At present, many products have added air-cooled fans in the whole machine test. In the temperature rise test of the high-current power connector, whether to add air cooling will have a great impact on the test results of the product. For the same product, under the same other test conditions, with or without air cooling, the test results vary greatly. At present, many end customers have explicitly added air-cooled tests to the test. In the finite element analysis of our product design, it is necessary to add sub-cold conditions for analysis, so as to truly reflect the true situation of product testing.

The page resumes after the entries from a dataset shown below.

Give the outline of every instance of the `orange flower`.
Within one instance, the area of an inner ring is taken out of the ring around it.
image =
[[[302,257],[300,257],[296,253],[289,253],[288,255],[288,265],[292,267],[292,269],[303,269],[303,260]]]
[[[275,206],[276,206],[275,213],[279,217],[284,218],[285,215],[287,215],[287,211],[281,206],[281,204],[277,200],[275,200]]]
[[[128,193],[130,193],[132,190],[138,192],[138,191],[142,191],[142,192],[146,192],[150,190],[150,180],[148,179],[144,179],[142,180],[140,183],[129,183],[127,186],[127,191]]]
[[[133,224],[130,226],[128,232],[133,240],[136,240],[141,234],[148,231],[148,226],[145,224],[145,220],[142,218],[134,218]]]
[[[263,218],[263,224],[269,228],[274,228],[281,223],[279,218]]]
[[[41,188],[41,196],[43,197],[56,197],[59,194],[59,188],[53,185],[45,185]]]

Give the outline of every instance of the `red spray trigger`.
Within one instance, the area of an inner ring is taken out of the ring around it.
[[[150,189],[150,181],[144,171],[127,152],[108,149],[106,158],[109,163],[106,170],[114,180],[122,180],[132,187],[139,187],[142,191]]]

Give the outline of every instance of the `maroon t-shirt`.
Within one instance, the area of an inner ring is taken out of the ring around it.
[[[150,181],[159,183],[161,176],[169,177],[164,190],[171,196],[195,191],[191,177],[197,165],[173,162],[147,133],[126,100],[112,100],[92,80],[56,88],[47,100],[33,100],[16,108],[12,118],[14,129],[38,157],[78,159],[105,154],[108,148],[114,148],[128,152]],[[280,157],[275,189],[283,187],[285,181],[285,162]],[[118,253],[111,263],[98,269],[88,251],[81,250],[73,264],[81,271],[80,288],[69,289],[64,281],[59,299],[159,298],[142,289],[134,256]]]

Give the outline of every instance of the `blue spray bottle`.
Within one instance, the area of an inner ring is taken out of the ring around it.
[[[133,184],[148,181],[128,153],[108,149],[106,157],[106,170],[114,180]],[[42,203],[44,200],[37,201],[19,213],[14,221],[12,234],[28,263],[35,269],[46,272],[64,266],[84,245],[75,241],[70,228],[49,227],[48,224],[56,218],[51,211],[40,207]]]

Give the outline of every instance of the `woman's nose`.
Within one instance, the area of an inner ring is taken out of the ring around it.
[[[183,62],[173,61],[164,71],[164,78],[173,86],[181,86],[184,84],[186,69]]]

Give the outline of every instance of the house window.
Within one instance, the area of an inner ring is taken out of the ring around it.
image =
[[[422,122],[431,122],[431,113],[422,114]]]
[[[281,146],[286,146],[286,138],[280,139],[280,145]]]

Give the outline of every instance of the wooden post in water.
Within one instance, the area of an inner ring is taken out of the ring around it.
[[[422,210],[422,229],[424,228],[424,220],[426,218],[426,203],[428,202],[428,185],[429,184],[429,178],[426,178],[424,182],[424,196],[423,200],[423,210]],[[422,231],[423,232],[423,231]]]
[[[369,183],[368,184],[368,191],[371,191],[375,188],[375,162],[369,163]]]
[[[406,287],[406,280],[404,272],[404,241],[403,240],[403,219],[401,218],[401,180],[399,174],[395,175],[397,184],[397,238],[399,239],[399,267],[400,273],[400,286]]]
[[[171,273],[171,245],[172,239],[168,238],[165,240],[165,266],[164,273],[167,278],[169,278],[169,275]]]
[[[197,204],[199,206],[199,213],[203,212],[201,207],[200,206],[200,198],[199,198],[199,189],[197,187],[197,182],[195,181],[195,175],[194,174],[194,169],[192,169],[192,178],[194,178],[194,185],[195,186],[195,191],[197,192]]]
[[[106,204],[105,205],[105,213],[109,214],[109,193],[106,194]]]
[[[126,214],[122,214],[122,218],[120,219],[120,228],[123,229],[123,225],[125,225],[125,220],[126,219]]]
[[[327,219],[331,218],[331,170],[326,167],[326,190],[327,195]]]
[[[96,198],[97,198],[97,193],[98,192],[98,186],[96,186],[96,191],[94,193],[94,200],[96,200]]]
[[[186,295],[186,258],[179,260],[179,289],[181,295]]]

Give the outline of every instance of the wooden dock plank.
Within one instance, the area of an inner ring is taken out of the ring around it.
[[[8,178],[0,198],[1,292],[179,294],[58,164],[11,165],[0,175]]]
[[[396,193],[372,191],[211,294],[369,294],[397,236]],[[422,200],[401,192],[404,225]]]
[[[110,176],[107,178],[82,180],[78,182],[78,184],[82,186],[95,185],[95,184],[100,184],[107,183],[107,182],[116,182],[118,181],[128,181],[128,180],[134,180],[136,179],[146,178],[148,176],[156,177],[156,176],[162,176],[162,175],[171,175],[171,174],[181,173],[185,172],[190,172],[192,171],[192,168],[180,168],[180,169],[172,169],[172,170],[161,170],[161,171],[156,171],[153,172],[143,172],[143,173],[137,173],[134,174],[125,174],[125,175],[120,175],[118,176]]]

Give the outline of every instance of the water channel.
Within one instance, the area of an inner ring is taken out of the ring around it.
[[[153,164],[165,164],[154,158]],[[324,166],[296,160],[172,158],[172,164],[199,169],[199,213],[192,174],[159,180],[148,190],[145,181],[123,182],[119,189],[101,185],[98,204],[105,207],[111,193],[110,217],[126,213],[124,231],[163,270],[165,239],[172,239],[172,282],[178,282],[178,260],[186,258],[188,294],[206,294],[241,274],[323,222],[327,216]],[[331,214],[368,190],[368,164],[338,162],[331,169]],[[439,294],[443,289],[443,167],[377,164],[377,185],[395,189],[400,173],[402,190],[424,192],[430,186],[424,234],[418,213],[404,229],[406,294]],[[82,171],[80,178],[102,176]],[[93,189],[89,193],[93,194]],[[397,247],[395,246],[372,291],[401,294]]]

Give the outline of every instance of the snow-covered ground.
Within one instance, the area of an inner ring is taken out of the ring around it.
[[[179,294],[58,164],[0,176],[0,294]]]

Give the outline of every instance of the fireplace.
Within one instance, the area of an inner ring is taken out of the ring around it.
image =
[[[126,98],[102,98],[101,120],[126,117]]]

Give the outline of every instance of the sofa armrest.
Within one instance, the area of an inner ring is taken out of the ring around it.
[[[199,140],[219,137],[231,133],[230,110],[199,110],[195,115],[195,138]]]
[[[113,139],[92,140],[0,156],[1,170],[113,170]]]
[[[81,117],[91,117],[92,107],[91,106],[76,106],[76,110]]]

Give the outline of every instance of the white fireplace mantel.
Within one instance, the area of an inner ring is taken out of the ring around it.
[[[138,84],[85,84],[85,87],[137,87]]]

At present, the market has higher and higher requirements for the rated current of power connectors, and the performance and quality requirements of products are gradually improving. While improving product quality, the cost of the finished product must also be considered. When developing products, it is necessary to develop suitable large connectors. Current connectors. In the design of high-current connectors, the following two aspects are mainly considered: reducing the conductor resistance and contact resistance of the terminal components as much as possible, and making the highest temperature point located in a favorable ventilation position, and using convection heat dissipation. Whether air cooling is added in the temperature rise test has a great influence on the results. At present, many customers have specifications in this regard. In the plastic design, the escape of the material of the product is cleverly used to ensure that there is enough air flow inside the product and it is absolutely necessary to avoid dead ends that generate heat. The accumulation of heat has a great influence on the temperature rise.